El titular cambió entonces y la noticia pasó a ser que “miembros del equipo de asesores judiciales de Alberto Fernández están de acuerdo con el sentido de la modificación”. La medida no fue bien recibida por ningún equipo ni en ningún ámbito de la Justicia. Finalmente, el gobierno dio marcha atrás con la idea.

“Lo que viene es el gobierno de todos ustedes»

El presidente electo Alberto Fernández fue recibido esta mañana en la sede de la Conferencia Episcopal Argentina por monseñor Jorge Lugones, obispo de Lomas de Zamora y titular de la Comisión Episcopal de la Pastoral Social.

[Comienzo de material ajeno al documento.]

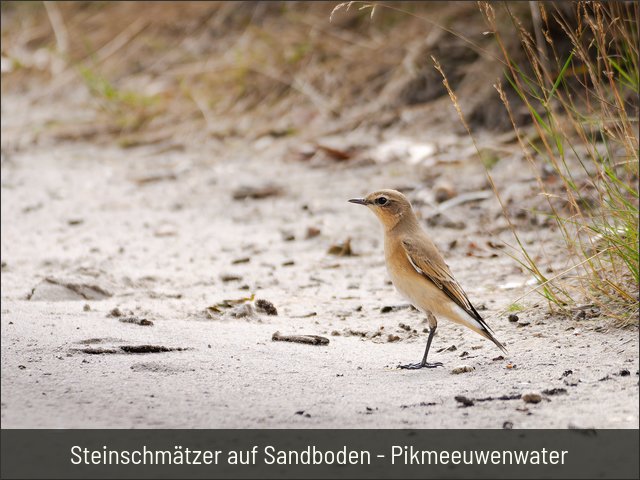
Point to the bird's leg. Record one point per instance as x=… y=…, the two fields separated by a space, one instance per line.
x=433 y=324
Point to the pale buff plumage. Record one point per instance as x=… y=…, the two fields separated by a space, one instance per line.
x=418 y=270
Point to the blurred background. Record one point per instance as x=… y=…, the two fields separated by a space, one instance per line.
x=555 y=84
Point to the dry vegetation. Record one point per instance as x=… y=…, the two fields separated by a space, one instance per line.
x=566 y=77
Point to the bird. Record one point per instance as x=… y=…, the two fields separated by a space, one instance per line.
x=418 y=270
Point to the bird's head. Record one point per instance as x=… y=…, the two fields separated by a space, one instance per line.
x=390 y=206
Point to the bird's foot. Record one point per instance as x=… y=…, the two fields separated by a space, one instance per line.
x=418 y=366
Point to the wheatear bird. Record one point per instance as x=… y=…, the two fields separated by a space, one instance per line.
x=418 y=270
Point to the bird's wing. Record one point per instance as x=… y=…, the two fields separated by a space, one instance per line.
x=426 y=259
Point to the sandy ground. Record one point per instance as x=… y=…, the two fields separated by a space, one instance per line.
x=156 y=233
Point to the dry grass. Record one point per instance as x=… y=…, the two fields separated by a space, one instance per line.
x=242 y=69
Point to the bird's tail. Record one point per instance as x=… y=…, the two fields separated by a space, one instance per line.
x=489 y=336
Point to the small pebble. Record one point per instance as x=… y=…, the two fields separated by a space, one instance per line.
x=462 y=369
x=532 y=398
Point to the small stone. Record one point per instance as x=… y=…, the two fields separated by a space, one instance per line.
x=462 y=369
x=230 y=277
x=532 y=398
x=241 y=311
x=312 y=232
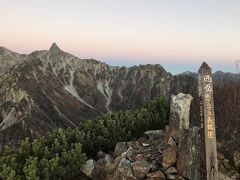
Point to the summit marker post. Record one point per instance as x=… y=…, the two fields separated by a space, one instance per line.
x=207 y=118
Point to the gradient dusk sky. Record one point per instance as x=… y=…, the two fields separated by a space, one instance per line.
x=178 y=34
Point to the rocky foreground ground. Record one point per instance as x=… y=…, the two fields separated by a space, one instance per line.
x=173 y=153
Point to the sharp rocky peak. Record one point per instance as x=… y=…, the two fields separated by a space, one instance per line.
x=54 y=48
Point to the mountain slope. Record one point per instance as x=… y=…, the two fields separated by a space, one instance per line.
x=50 y=89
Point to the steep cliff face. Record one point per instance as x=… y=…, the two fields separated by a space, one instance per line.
x=8 y=59
x=50 y=89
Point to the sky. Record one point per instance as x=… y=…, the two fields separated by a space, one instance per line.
x=178 y=34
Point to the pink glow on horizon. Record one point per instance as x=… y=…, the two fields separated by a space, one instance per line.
x=136 y=31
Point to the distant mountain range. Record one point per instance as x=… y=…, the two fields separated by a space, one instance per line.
x=51 y=88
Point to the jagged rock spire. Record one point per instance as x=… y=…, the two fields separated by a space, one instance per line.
x=54 y=48
x=204 y=66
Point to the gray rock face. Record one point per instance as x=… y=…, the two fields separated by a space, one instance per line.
x=189 y=154
x=141 y=169
x=89 y=168
x=120 y=148
x=49 y=89
x=179 y=113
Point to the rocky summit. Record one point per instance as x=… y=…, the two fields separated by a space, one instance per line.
x=160 y=154
x=49 y=89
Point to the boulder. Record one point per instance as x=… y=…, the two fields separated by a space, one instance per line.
x=171 y=170
x=89 y=168
x=141 y=169
x=189 y=156
x=124 y=167
x=120 y=148
x=157 y=175
x=179 y=113
x=130 y=154
x=169 y=156
x=154 y=134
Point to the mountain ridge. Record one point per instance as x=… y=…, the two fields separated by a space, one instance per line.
x=49 y=89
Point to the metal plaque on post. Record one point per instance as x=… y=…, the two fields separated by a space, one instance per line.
x=207 y=118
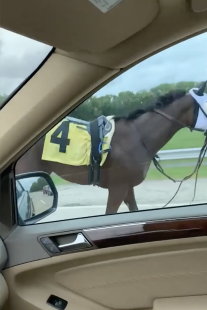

Fue en un encuentro del que participaron referentes de movimientos sociales, a quienes les detalló cómo será el programa de lucha contra el hambre. “Vine a escucharlos, como un compañero más, preocupado por lo que nos está pasando”, dijo Alberto Fernández.

“Lo que viene es el gobierno de todos ustedes, no de Alberto y de Cristina, vamos a resolver las cosas juntos”, manifestó el presidente electo, quien pidió “no tener miedo del debate que hay que dar” y aseguró que “la economía popular llegó para quedarse” y que “la gente necesita un horizonte de progreso”.